Critical acclaim couldn't save the Strap, though, and they bowed out last year with the compilation 10 Years of Tears. "It felt like we weren't compatible anymore." Middleton shrugs. "We had a good run, 10 years. I don't regret anything." And after a pause: "Well, maybe I regret the first five years," he laughs. "Being young, being in a band, being stupid. Eventually, you realise you can't do that forever..."

 

Happily, Middleton's solo career is developing momentum. He's just supported Badly Drawn Boy on tour. Bright Eyes, the indie-Americana scene's boy wonder, has invited him to take the support slot on his forthcoming dates as well.

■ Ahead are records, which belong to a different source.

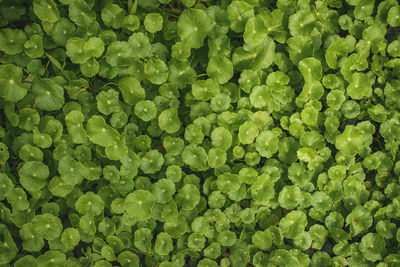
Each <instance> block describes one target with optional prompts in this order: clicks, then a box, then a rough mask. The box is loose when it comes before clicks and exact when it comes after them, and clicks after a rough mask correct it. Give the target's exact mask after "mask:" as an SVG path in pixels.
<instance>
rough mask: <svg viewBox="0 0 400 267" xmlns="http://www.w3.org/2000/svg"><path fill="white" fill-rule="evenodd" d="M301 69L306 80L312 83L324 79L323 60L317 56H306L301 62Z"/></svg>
mask: <svg viewBox="0 0 400 267" xmlns="http://www.w3.org/2000/svg"><path fill="white" fill-rule="evenodd" d="M299 70H300V72H301V74H302V75H303V77H304V81H305V82H307V83H311V82H313V81H320V80H321V79H322V66H321V62H320V61H319V60H317V59H315V58H305V59H303V60H301V61H300V62H299Z"/></svg>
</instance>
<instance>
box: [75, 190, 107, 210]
mask: <svg viewBox="0 0 400 267" xmlns="http://www.w3.org/2000/svg"><path fill="white" fill-rule="evenodd" d="M75 209H76V211H77V212H79V213H80V214H89V215H100V214H101V213H102V212H103V210H104V201H103V200H102V199H101V197H100V196H99V195H96V194H94V193H93V192H87V193H86V194H84V195H82V196H80V197H79V198H78V200H77V201H76V203H75Z"/></svg>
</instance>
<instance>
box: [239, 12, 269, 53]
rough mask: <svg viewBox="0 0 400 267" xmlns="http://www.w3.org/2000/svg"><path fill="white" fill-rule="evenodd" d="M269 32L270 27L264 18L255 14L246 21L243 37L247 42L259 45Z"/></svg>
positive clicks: (247, 42) (246, 41)
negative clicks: (267, 25)
mask: <svg viewBox="0 0 400 267" xmlns="http://www.w3.org/2000/svg"><path fill="white" fill-rule="evenodd" d="M267 33H268V29H267V27H266V26H265V24H264V20H263V18H262V17H261V16H255V17H252V18H250V19H249V20H248V21H247V22H246V27H245V31H244V33H243V39H244V42H245V43H246V44H248V45H250V46H257V45H259V44H260V43H262V41H264V39H265V37H266V36H267Z"/></svg>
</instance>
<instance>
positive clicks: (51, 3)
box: [33, 0, 60, 23]
mask: <svg viewBox="0 0 400 267" xmlns="http://www.w3.org/2000/svg"><path fill="white" fill-rule="evenodd" d="M33 11H34V12H35V14H36V16H37V17H38V18H39V19H40V20H42V21H45V22H50V23H54V22H57V21H58V20H59V19H60V12H59V11H58V8H57V6H56V3H54V1H53V0H34V1H33Z"/></svg>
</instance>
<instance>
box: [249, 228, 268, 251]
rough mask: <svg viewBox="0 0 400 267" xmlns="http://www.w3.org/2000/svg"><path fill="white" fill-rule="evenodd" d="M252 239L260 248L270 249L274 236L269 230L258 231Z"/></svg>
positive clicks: (258, 246)
mask: <svg viewBox="0 0 400 267" xmlns="http://www.w3.org/2000/svg"><path fill="white" fill-rule="evenodd" d="M251 241H252V242H253V244H254V245H256V246H257V247H258V248H259V249H262V250H268V249H269V248H270V247H271V245H272V237H271V233H270V232H269V231H257V232H255V233H254V235H253V236H252V237H251Z"/></svg>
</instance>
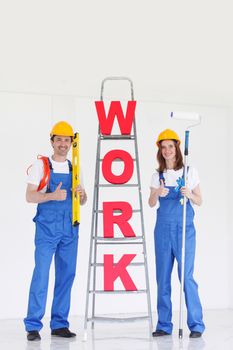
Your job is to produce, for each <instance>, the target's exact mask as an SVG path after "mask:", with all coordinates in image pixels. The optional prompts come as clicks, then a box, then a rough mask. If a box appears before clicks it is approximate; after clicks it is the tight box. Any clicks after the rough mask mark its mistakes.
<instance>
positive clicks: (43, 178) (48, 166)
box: [37, 156, 53, 191]
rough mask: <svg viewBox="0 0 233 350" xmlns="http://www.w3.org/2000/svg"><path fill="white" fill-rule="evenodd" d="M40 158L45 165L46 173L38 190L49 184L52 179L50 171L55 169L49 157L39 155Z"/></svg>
mask: <svg viewBox="0 0 233 350" xmlns="http://www.w3.org/2000/svg"><path fill="white" fill-rule="evenodd" d="M37 158H38V159H41V160H42V162H43V165H44V175H43V177H42V179H41V181H40V183H39V186H38V188H37V191H40V190H42V189H43V188H44V187H45V186H46V185H47V184H49V180H50V171H51V170H52V169H53V168H52V164H51V162H50V160H49V158H48V157H44V156H37Z"/></svg>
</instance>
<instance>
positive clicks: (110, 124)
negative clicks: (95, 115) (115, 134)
mask: <svg viewBox="0 0 233 350" xmlns="http://www.w3.org/2000/svg"><path fill="white" fill-rule="evenodd" d="M95 107H96V111H97V114H98V118H99V124H100V131H101V134H102V135H110V134H111V132H112V127H113V123H114V119H115V116H116V117H117V120H118V124H119V127H120V131H121V134H122V135H130V133H131V129H132V124H133V118H134V112H135V108H136V101H128V104H127V110H126V115H125V117H124V113H123V110H122V107H121V103H120V101H112V102H111V105H110V108H109V112H108V116H107V117H106V113H105V108H104V102H103V101H96V102H95Z"/></svg>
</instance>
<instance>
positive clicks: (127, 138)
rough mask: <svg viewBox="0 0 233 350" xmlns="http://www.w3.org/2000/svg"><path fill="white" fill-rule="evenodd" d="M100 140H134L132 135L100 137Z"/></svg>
mask: <svg viewBox="0 0 233 350" xmlns="http://www.w3.org/2000/svg"><path fill="white" fill-rule="evenodd" d="M100 139H101V140H134V139H135V136H134V135H100Z"/></svg>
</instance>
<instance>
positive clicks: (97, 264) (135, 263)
mask: <svg viewBox="0 0 233 350" xmlns="http://www.w3.org/2000/svg"><path fill="white" fill-rule="evenodd" d="M113 265H114V266H116V265H117V264H116V263H115V264H113ZM91 266H97V267H103V266H104V264H103V263H92V264H91ZM127 266H129V267H130V266H145V264H144V263H143V262H138V263H130V264H129V265H127Z"/></svg>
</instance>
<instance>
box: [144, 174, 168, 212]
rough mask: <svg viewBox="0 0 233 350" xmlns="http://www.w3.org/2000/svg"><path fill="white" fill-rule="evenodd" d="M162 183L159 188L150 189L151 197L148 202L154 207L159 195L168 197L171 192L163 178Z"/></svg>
mask: <svg viewBox="0 0 233 350" xmlns="http://www.w3.org/2000/svg"><path fill="white" fill-rule="evenodd" d="M160 183H161V185H160V187H159V188H154V187H151V189H150V197H149V199H148V204H149V206H150V207H151V208H152V207H154V206H155V205H156V203H157V200H158V198H159V197H166V195H167V194H168V192H169V189H168V188H166V187H164V182H163V180H161V181H160Z"/></svg>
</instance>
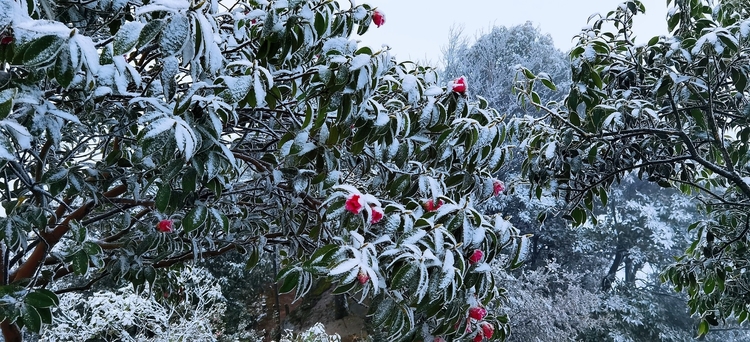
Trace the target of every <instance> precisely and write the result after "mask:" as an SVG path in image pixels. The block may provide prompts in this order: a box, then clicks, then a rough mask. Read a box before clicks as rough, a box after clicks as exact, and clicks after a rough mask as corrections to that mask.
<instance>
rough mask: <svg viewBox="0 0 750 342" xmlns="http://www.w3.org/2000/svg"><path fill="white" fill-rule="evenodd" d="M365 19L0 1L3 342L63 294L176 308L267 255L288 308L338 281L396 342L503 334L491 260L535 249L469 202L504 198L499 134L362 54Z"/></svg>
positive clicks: (326, 13)
mask: <svg viewBox="0 0 750 342" xmlns="http://www.w3.org/2000/svg"><path fill="white" fill-rule="evenodd" d="M377 13H378V12H377V11H376V10H373V9H372V8H371V7H370V6H368V5H354V4H352V6H351V8H347V9H342V8H341V7H339V3H338V2H335V1H329V0H309V1H305V0H296V1H281V0H280V1H249V2H229V3H219V2H218V1H185V0H177V1H173V0H169V1H166V0H164V1H162V0H154V1H151V2H149V3H148V4H141V3H131V2H127V1H93V2H85V3H81V2H64V1H33V2H26V1H16V0H0V32H1V33H2V37H3V38H2V45H1V46H0V161H1V162H0V175H2V178H3V182H2V183H0V184H2V185H3V188H2V189H1V190H2V191H0V200H1V201H2V204H3V208H4V209H5V216H4V217H2V218H0V226H2V227H5V229H3V230H2V233H0V238H1V240H0V293H2V298H3V301H4V302H3V303H4V304H5V305H2V306H0V320H1V321H2V323H1V324H0V327H1V328H2V331H3V335H4V337H5V340H6V341H18V340H20V339H21V337H20V336H21V334H20V329H21V328H25V329H28V330H30V331H39V330H40V329H41V327H42V325H43V324H49V323H51V322H52V321H53V319H52V310H51V308H52V307H54V306H56V305H57V304H58V301H59V299H58V296H57V295H56V293H58V294H59V293H65V292H75V291H81V290H85V289H89V288H92V287H93V286H95V285H96V284H97V283H100V282H101V281H102V280H104V279H107V281H111V282H112V283H114V284H117V285H124V284H126V283H131V284H132V285H133V286H134V288H135V289H136V290H137V291H140V290H143V289H152V290H155V291H156V292H157V293H158V292H168V293H174V292H175V291H176V290H177V289H175V288H173V286H174V285H173V283H171V282H169V281H168V277H169V274H170V272H169V271H168V269H169V268H170V267H176V266H178V265H179V264H181V263H184V262H188V261H192V260H200V259H202V258H209V257H214V256H218V255H222V254H225V253H228V252H230V251H238V252H239V253H241V254H244V255H245V258H246V263H247V265H248V267H252V266H253V265H254V264H255V263H256V262H257V261H258V259H259V258H260V253H261V251H263V250H266V249H267V248H268V249H270V250H273V251H278V254H277V255H278V256H279V257H280V259H281V260H282V261H281V270H280V274H279V280H282V284H281V286H280V290H281V291H282V292H288V291H292V290H295V291H296V296H298V297H299V296H304V295H305V294H306V293H307V292H308V291H309V290H310V288H311V286H312V284H313V281H314V280H316V279H324V280H325V281H329V282H331V283H332V284H333V285H334V286H335V289H336V290H335V291H336V292H337V293H345V292H346V293H351V294H357V296H358V297H361V298H362V299H361V300H363V301H368V303H369V307H370V308H371V314H372V321H373V326H375V327H378V328H379V329H380V330H382V331H378V332H379V333H381V334H383V335H385V336H388V339H389V340H395V339H397V338H402V339H406V340H423V339H426V340H429V339H431V338H433V336H443V337H446V338H455V339H460V338H472V339H475V340H476V339H491V338H495V339H498V338H499V339H502V338H503V337H504V336H506V335H507V333H508V332H507V319H506V318H505V317H504V316H502V315H497V316H495V315H493V314H490V315H485V309H484V307H487V306H498V305H499V303H497V302H496V300H497V299H498V298H500V295H501V293H502V292H501V291H500V290H498V289H497V288H496V283H495V280H494V276H493V274H492V273H491V272H490V267H489V266H488V265H489V263H491V262H493V260H496V259H499V258H502V259H504V260H507V262H508V264H510V265H515V264H517V263H518V261H519V256H520V255H521V254H522V250H523V248H522V247H523V246H525V242H524V241H525V240H524V238H521V237H518V236H517V234H516V231H515V229H514V228H513V227H512V226H511V225H510V224H508V223H507V221H505V220H504V219H503V218H502V217H499V216H497V217H489V216H485V215H481V214H480V213H479V212H478V211H477V210H476V209H475V208H474V204H475V203H479V202H482V201H484V200H486V199H488V198H491V197H493V196H495V195H498V194H499V193H500V192H501V190H502V183H500V182H499V181H498V180H495V179H493V177H492V172H493V171H496V170H497V169H498V168H499V167H500V165H501V164H502V160H503V155H504V154H505V153H506V150H507V148H505V147H503V146H501V143H502V142H503V140H504V137H505V136H506V128H505V124H504V122H503V120H502V117H501V116H500V115H498V113H497V112H496V111H495V110H493V109H490V108H489V107H488V104H487V102H486V101H479V102H478V103H475V102H473V101H471V100H470V98H469V97H468V96H467V95H466V92H467V85H466V84H465V83H463V84H462V83H460V82H458V81H457V82H454V83H453V84H452V86H450V87H448V88H445V87H444V84H445V83H444V82H441V81H440V80H439V79H438V77H437V72H436V71H435V70H434V69H431V68H428V67H422V66H418V65H413V64H409V63H401V64H399V63H396V62H395V61H394V60H392V59H391V58H390V56H389V54H388V51H372V50H371V49H370V48H368V47H359V46H357V43H356V42H355V41H354V40H351V39H350V38H349V37H350V36H351V35H352V34H354V32H355V31H356V32H357V33H358V34H363V33H365V31H367V29H368V27H369V25H370V24H371V22H372V20H373V19H374V18H382V13H380V14H377ZM377 24H378V25H380V24H382V22H378V23H377ZM63 282H64V283H63ZM55 284H73V285H72V286H71V287H63V288H61V287H56V286H54V285H55ZM52 290H54V291H52ZM457 323H458V324H457ZM493 333H494V334H493ZM478 335H479V336H478ZM490 335H494V336H492V337H491V336H490ZM477 336H478V337H477Z"/></svg>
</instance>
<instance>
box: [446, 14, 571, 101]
mask: <svg viewBox="0 0 750 342" xmlns="http://www.w3.org/2000/svg"><path fill="white" fill-rule="evenodd" d="M442 63H443V67H444V70H443V73H444V74H445V76H446V77H448V78H454V77H458V76H461V75H464V76H467V78H468V79H469V80H470V81H471V84H472V87H471V88H472V93H473V94H477V95H481V96H482V97H485V98H486V99H487V101H489V103H490V105H491V106H493V107H494V108H496V109H497V110H498V111H500V113H508V114H510V115H522V114H531V115H534V111H533V110H532V111H528V110H527V109H526V108H524V106H523V104H522V103H521V102H520V101H519V100H518V99H517V98H516V94H515V92H514V91H513V87H514V85H515V82H516V73H517V71H518V66H519V65H523V66H524V67H526V68H528V69H530V70H532V71H533V72H535V73H537V72H538V73H540V78H541V77H544V78H546V79H547V80H549V81H552V82H554V83H555V84H556V85H557V87H558V88H559V89H560V90H561V91H551V90H546V91H541V94H540V95H541V96H542V98H545V99H549V100H553V99H554V100H559V99H560V98H562V95H563V94H564V92H563V91H562V90H567V88H568V87H569V85H570V81H569V80H570V64H569V62H568V59H567V57H566V56H565V54H564V53H563V52H561V51H560V50H558V49H556V48H555V46H554V43H553V42H552V38H551V37H550V36H549V35H548V34H543V33H542V32H540V31H539V28H536V27H534V25H533V23H531V22H526V23H525V24H522V25H517V26H511V27H504V26H496V27H493V28H492V30H491V31H490V32H487V33H484V34H481V35H479V36H478V37H477V38H476V40H474V41H470V40H469V39H468V38H467V37H466V36H465V35H464V33H463V32H462V31H461V29H460V28H457V27H454V28H452V30H451V35H450V37H449V41H448V44H447V45H446V46H445V47H444V48H443V57H442Z"/></svg>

The "bigger waves" of depression he used to feel haven't hit him in some time, too, so it seems like his songs might be his saviour.

 

"A lot of the stuff I've written has been about wallowing in misery," he says, being typically hard on himself, "rather than trying to fix myself. I don't want to be negative all the time. The new album isn't a fix, but it is more aware of not being miserable. The songs still all come from the downside of life, but it is something I'm trying to change."

 

With a grin, he quips: "I've always said that I would like to make a record about the depths of happiness." If that happens, depression's loss will, assuredly, be pop's gain.